Perhaps this explains the boys in particular who have been unable to pass the state reading test while concurrently passing an EMT or Firefighter test. Both of these civil service tests are formidable, and yet, (according to test scores) our worst students seem capable of passing them in order to gain entry into a career the young men are passionate about.
Reading Comprehension tests have never been my favorite. Inevitably they make me feel stupid. Especially the main idea questions where I, and frequently my students, struggle in deciding which answer is more right than another.
For one whole year in elementary school (maybe it was fourth or fifth grade) Montgomery County schools insisted on the SRA reading program. We read (out of context) selections on cards and followed them with mini-reading comprehension tests. They sat on a shelf in colored boxes, each color showing the progression through grade-leveled readings. (I am still amused by the methods used to shield students from their "levels." We all knew which colors were harder just as we knew the Bluebird reading group was comprised of the top performers.)
Despite being a voracious reader at the time, I did not progress very quickly through the colored boxes because you had to hit a certain score before moving on.

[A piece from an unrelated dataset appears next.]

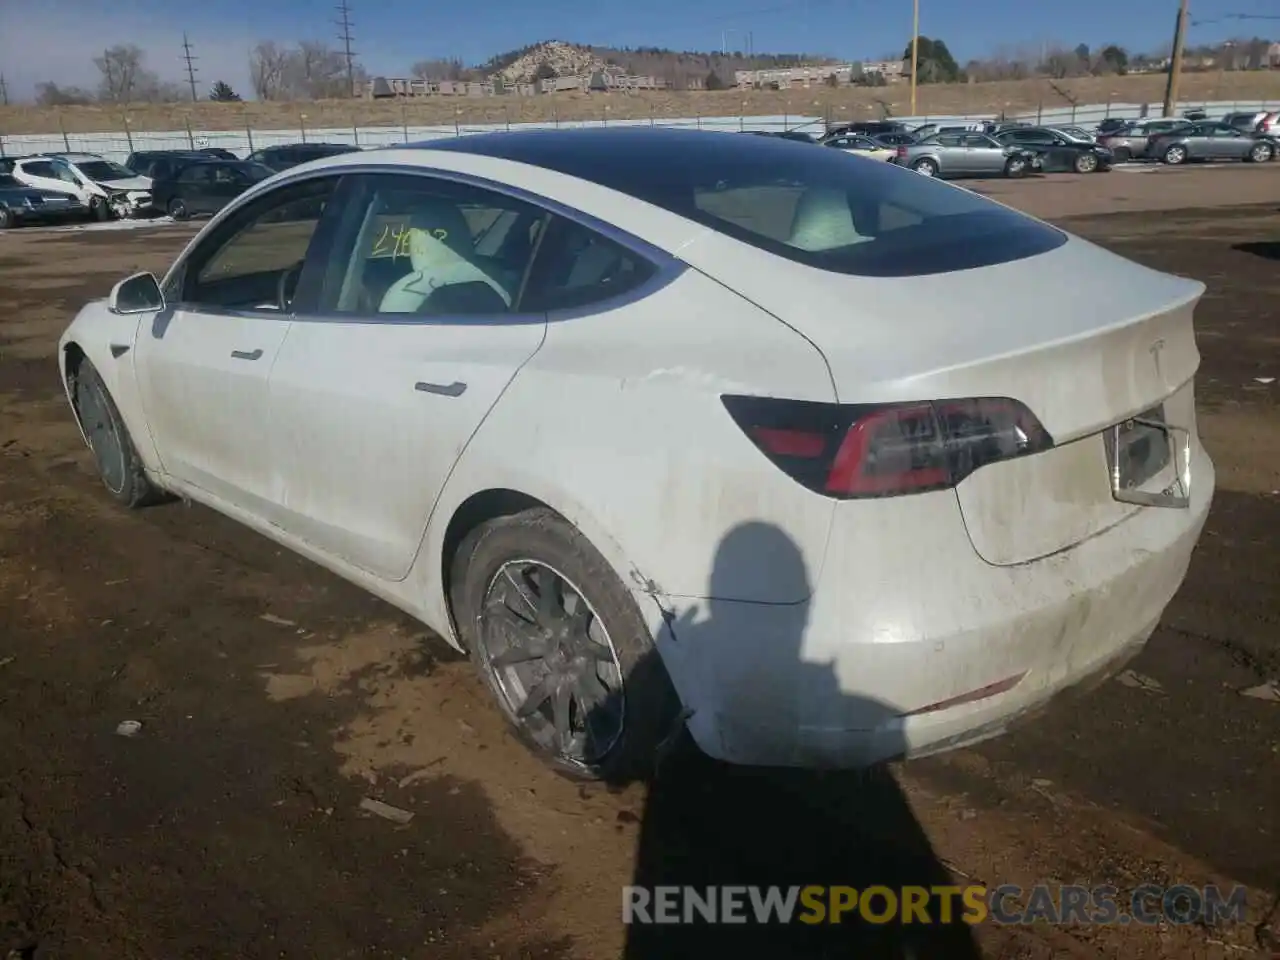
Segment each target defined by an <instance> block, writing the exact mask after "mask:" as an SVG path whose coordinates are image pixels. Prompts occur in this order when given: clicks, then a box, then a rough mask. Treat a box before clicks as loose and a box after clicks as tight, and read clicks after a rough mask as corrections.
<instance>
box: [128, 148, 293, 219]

I came to dread that shelf of boxes and clearly came away with the idea that "I am not a very good reader."
During the day I was forming a poor image of myself as a reader while every night I was zooming through the Little House on the Prairie series, all of Ray Bradbury, every Nancy Drew book I could find, Boxcar Children, Cherry Ames Student Nurse, all the Beverly Cleary books, historical fiction about the westward migration, and twenty-five cent comic books which introduced me to all the great works of literature in the form of Illustrated Classics.

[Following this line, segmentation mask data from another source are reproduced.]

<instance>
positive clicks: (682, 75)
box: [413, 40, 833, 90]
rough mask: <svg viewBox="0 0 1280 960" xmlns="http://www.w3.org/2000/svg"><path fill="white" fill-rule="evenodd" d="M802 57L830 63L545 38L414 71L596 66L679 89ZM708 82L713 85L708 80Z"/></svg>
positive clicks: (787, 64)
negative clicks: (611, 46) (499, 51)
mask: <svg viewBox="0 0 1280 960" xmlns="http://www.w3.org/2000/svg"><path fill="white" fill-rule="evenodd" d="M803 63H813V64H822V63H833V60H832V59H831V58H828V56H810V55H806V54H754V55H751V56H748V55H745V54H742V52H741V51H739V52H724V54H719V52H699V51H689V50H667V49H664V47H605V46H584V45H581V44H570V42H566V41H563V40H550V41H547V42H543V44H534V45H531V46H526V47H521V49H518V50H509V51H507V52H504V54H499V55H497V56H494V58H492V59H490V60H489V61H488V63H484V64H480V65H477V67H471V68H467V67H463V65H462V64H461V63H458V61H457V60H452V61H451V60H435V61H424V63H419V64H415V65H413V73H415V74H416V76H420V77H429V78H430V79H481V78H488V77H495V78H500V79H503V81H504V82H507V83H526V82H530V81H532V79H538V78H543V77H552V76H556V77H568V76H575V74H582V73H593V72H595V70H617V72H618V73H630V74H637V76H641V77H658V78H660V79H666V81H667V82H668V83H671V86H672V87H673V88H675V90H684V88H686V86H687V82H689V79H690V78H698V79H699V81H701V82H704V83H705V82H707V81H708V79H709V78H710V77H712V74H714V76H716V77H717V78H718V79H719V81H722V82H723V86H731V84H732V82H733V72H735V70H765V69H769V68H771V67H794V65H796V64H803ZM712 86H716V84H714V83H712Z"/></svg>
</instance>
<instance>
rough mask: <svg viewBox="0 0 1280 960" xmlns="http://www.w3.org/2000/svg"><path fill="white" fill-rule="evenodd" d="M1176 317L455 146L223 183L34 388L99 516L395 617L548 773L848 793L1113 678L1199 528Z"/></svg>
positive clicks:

Test taking has taken its toll in classroom use of time that could be better spent in helping students--especially struggling students--find authentic purposes for reading.
Sunday, May 31, 2009
On testing...
OK. Like I promised. Here's my take on the day long scoring of student portfolios.
- I liked doing it because I wanted to learn the process so I'd understand it from the classroom side - especially if I were to have to collect for a portfolio myself. (I picked up a number of time saving tips from looking at various methods.)

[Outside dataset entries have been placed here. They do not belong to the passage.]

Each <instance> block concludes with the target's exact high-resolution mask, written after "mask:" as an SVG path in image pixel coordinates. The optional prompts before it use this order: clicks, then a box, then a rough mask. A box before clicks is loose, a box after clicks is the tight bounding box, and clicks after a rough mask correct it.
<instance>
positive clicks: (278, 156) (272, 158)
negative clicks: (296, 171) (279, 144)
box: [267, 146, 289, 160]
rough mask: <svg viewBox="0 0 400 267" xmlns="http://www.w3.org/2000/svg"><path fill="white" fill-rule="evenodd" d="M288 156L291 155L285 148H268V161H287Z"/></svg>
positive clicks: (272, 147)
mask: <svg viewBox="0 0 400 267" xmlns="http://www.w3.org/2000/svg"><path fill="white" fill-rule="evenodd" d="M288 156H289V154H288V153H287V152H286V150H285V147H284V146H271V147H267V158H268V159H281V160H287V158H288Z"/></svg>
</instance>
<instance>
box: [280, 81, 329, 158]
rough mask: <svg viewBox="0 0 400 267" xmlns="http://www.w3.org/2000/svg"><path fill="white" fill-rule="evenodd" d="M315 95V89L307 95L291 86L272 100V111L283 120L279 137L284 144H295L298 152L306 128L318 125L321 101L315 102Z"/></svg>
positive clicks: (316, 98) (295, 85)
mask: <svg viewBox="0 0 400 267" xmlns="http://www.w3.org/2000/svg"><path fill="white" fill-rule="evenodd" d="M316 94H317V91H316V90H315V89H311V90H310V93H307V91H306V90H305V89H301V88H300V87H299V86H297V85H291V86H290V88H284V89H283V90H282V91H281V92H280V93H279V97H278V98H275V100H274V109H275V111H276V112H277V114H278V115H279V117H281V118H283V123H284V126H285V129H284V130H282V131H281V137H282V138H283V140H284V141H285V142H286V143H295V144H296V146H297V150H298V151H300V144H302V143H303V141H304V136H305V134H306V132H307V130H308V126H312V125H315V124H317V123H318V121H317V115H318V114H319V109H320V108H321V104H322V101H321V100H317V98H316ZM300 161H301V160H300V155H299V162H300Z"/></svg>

- I'm glad teachers were the scorers. We all learned about our students and the teachers who work with them. We all will be better at evaluating and collecting work down the road.
- A lot of money was spent that day.
There were about 30 teachers, some of whom worked the whole 8 hours. All of whom had to go through mandatory training prior to the scoring day. All of whom had to be paid for the training time and scoring time. (Hey, I don't mind making a little extra money....)
There was a lot of material provided by the testing company. More money.
There was a computer program for collecting, checking, aggregating the scores. More money.
And then all those computer collected scores go on to be verified at the state level. More...you got it.
I kept imagining the program being reproduced all over the state and the money spent kept piling up in my imagination.
And this is just a small part of our end of year evaluations. There are End of Course tests in most classes that my students sit in - and all of those tests have to be bought and paid for. (Note to self: upon retirement check job availability at Pearson or College Board.)
Is this the best way to spend our education dollars?
In the old days we trusted our teachers to evaluate students. Were teachers different then? Maybe yes, maybe no.
I know teaching and learning was different then. (I've got my old report cards to prove it. We spent years of class time on handwriting in elementary school. It was called Writing and had nothing to do with essays. It was penmanship. We've got other things to teach these days.)
Ironically, as we sorted through the samples of student work the one comment that kept coming up was that student work was always easier to score when A TEACHER wrote a comment of her/his own on the paper to describe what was observed. Hmmm, narratives by teachers - still the strongest bits of evidence.